Ibu Laila segera membersihkan diri lalu melaksanakan shalat bersama anak-anaknya. Kemudian setelahnya mereka membuka makanan yang dibawa Ibu Laila dari pemilik sawah. Penuh antusias Salwa memakannya sembari kembali bercerita pada Ibu Laila mengenai Ibu Ratna yang membeli semua dagangannya.
*****
Penuh rasa syukur Laila membuat kue-kue lagi yang akan dijual oleh Salwa. Tidak banyak yang dibuatnya, masih sama dengan jumlah seperti kemarin.

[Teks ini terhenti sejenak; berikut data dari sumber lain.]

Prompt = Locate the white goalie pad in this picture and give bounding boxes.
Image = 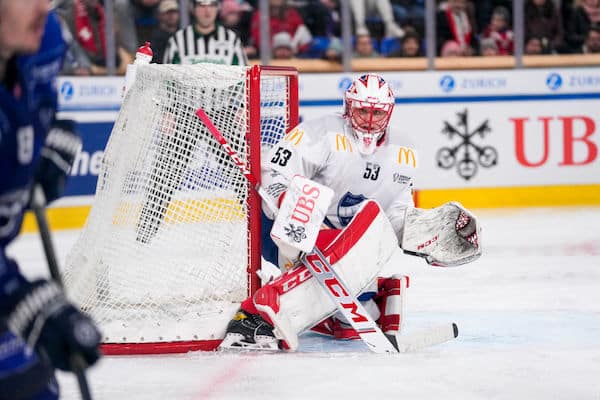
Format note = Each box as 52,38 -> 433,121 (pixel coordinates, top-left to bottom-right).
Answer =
401,202 -> 481,267
260,200 -> 398,341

Seperti biasa Salwa bangun lebih dulu dari Adiknya. Anak kecil itu bergegas ke dapur, senyumnya tampak merekah saat melihat kue-kue sudah siap dijual.
Jualan pagi ini tidak seperti beberapa hari kemarin yang selalu habis diborong oleh Ibu Ratna. Sampai anak-anak sekolah bubar kue-kue itu tetap utuh. Dengan langkah gontai keduanya meninggalkan tempat itu.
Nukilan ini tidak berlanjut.